= Zoe Latta =

American fashion designer

Zoe Latta is an American fashion designer and co-founder of Eckhaus Latta.
==Early life and education==
Latta grew up in Santa Cruz, California. Her childhood best friend was the architect Emma Price. Latta studied textiles at the Rhode Island School of Design, where she met her business partner, Mike Eckhaus. Latta was influenced by Susan Cianciolo, who described Latta and her business partner as "the new frontier of a voice for fashion".

==Career==

Latta began working at Opening Ceremony as a day job, collaborating with Eckhaus in a small Willamsburg studio on the side. She co-founded Eckhaus Latta in 2011 and also founded a textile design company, Prince Ruth. She relocated to Los Angeles in her late twenties. Latta told Purple magazine that her Los Angeles studio's lack of a sign reflected her understated approach to bringing her business to the community. Latta said she intended for her Whitney Museum solo show with Eckhaus, “Possessed”, to explore the boundaries between retail spaces and artistic institutions. Latta expressed surprise that their label was nominated for a CFDA award, since she believed they had not "played the game or kissed the ring". Latta noted that she learned with experience to focus production on the most promising items, rather than a hodgepodge of ideas.

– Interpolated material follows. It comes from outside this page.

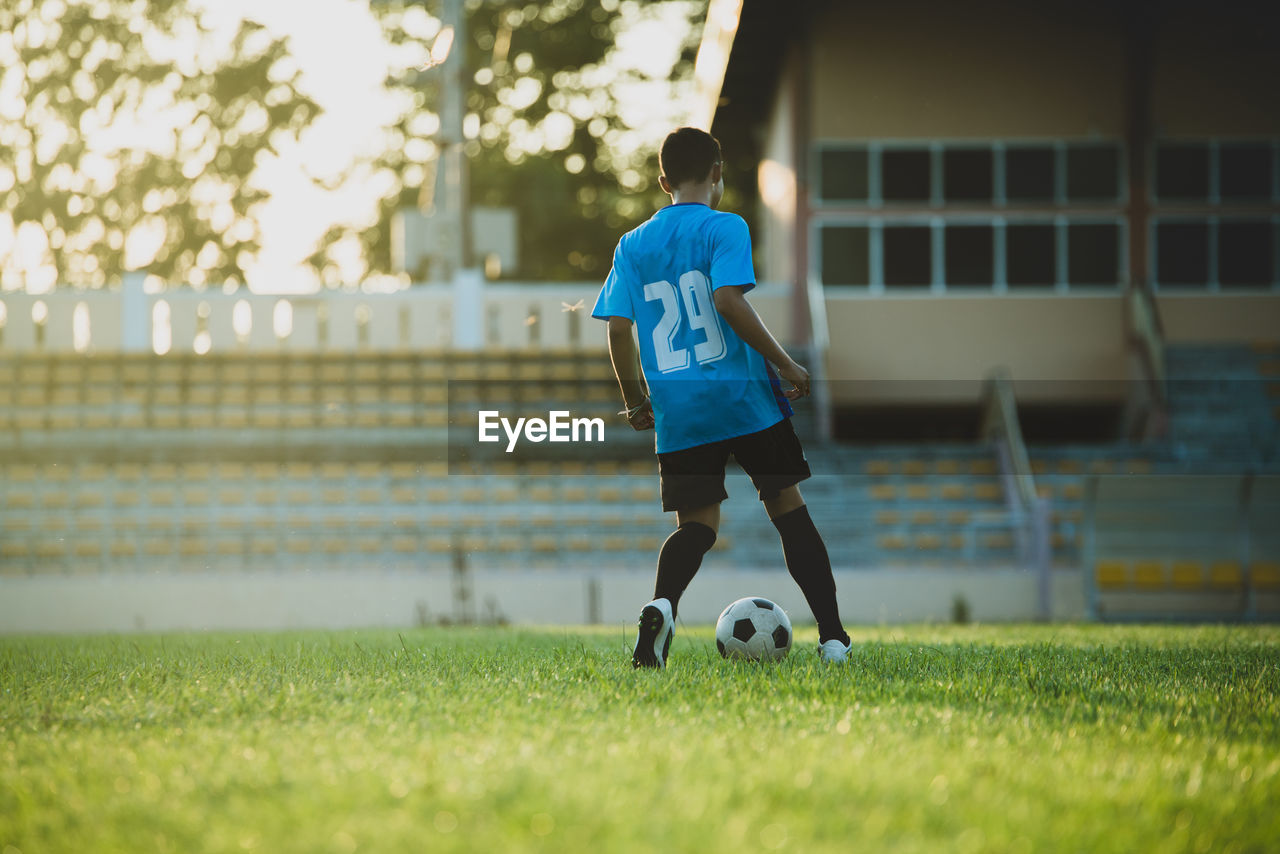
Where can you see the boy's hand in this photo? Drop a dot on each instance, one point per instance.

Latta's Substack newsletter "Rotting at the Vine" has touched on topics including "pharma swag", medical-branded items worn as fashion, which she called "silly byproducts of our sick sad world".

==Personal life==
Latta told Vogue she was balancing career and motherhood after having a son with her partner, sculptor and winemaker Riley O'Neill. Latta became a parent during the pandemic, just after losing her father.